«Es gibt für mich keinen feineren Duft als heissen, frischen Teer. Der riecht wie Nagellack. Ich habe Strassenbauerin gelernt. Viele Leute finden, dass sei für eine Frau noch speziell. Vor ein paar Wochen machte ich die Lehrabschlussprüfung LAP. Mit einer blanken Sechs.

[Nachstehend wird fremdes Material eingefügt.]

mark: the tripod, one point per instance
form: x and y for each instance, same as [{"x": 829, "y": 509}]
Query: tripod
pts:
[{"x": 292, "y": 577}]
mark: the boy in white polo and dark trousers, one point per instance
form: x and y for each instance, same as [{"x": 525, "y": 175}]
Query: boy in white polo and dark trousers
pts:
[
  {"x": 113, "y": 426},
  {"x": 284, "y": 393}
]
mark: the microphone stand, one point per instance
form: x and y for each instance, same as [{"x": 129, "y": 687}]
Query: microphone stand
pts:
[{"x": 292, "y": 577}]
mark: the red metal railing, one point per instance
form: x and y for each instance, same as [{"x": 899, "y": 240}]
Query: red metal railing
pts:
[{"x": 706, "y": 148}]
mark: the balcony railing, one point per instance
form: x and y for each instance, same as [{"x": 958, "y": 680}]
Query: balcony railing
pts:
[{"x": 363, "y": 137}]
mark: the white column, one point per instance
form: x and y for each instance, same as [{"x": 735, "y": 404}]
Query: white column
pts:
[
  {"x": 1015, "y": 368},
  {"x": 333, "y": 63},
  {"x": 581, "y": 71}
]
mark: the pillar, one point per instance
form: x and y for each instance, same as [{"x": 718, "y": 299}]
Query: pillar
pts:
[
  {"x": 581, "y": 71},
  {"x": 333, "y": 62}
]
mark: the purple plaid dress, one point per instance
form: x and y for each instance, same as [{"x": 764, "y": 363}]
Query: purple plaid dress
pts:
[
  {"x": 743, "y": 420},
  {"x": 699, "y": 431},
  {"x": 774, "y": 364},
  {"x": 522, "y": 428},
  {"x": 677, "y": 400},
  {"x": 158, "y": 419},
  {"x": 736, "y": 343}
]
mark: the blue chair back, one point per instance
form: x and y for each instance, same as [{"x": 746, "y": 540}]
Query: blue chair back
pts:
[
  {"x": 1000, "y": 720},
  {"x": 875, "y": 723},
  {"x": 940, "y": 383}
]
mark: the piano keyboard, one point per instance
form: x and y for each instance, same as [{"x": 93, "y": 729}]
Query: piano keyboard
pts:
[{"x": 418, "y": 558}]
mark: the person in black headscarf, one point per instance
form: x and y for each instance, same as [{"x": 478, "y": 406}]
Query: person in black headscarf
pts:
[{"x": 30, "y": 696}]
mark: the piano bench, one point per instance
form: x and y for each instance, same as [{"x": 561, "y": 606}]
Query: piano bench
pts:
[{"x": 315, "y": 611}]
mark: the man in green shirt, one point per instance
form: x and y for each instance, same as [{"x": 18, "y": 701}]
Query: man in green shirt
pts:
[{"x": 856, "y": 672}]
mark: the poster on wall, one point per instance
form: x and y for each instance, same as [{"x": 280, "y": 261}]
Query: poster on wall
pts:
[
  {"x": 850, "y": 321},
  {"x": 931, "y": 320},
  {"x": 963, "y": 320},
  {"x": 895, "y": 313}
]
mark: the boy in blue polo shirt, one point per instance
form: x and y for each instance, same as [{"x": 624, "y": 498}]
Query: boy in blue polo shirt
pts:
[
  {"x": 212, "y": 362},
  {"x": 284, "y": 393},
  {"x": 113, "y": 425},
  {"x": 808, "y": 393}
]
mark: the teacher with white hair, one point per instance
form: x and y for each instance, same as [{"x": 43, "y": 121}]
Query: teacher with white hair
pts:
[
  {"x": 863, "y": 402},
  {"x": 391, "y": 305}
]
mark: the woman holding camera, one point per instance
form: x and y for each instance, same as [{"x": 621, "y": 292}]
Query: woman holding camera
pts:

Auch das finden manche speziell. Ich hingegen gar nicht so. Ich habe einfach viel gelernt und in der Berufsschule hartnäckig nachgefragt beim Lehrer, wenn etwas unklar war. Mir läufts im Unterricht nämlich gar nicht so einfach, ich habe Legasthenie und muss alles viermal lesen, bis ich es kapiere. Das hat bedeutet, dass ich halt abends im Zimmer den Strassenbau-Schulstoff repetierte, wenn meine Stifti-Kollegen ins Bier gingen. Aber vielleicht hat mir ja nun ausgerechnet meine Leseschwäche geholfen, die Traumnote 6 zu erzielen.
Auch die Chefs in meinem Lehrbetrieb – dem Strassen- und Tiefbaugeschäft Hagedorn in Pfäffikon SZ – sind stolz auf mich. Das ist nicht selbstverständlich: Als ich eine Stelle suchte, gab es Firmen, die absagten, weil sie keine Frauen wollten.
Ich habe ziemlich Kraft. Das sieht man mir vielleicht nicht an, aber ich kann zünftig zupacken. Muss ich auch. Strassenbau ist harte körperliche Arbeit. Aktuell zum Beispiel werde ich morgens nach fünf Uhr vom Mannschaftsbus abgeholt und auf die Baustelle beim Limmattaler Kreuz gefahren.
Noch lieber habe ich die Nachtschicht von 19 Uhr bis morgens um fünf. Da hat man seine Ruhe, selbst auf der Überholspur der Autobahn. Und es ist weniger gefährlich, weil fast kein Verkehr herrscht.
«Man sieht es mir vielleicht nicht an – aber ich kann zünftig zupacken.»
Ich liebe es, im Graben unten zu pickeln und zu schaufeln, bis ich ausgepowert bin. In den ersten Stifti-Wochen war ich abends totkaputt und schlief sofort ein. Aber man gewöhnt sich an diese harte Arbeit. An Hitze und Kälte auch. Sogar an die blöden Sprüche. Strassenbau ist eine Männerwelt, da musst du als Frau kontern können, wenn die Kollegen witzeln. Mein Rezept: Ich gebe jeweils noch fieser oder noch weiter unter der Gürtellinie zurück – das sitzt dann meistens.
Ich habe die Kanti besucht. Danach wollte ich Polizistin oder Hebamme werden. Ich liebe nämlich Uniformen; ich trage ja jetzt auch eine, signalgelb. Beim Praktikum im Spital merkte ich, dass mir die Schreie der Gebärenden ziemlich einfuhren. Da ist mir der Baumaschinenlärm lieber. Danach jobbte ich ein Jahr lang, machte Verkehrsdienst bei Baustellen. Tja, und da schaute ich halt den Strassenbauern immer gern zu – bis es mich packte und ich merkte: Den Beruf will ich lernen.
Carmens Freizeit: Schützenverein, Töfffahren und … Cellospielen!
In meiner Freizeit fahre ich schwere Töffs, pflege meine Echsen und bin im Schützenverein. An Wochenenden besuche ich oft ehemalige Baustellen; es ist ein befriedigendes Gefühl zu sehen, was man Schönes geschaffen hat. Mein nächstes Ziel: Ich will Polier werden und Baustellen leiten.
Wie ich mich erhole? Wenn ich nach Feierabend total runterkommen will, mache ich Musik. Ja, jetzt grinsen dann manche wieder, weil das so gar nicht passen will zu einer Strassenbauerin: Aber ich spiele seit vielen Jahren Cello.»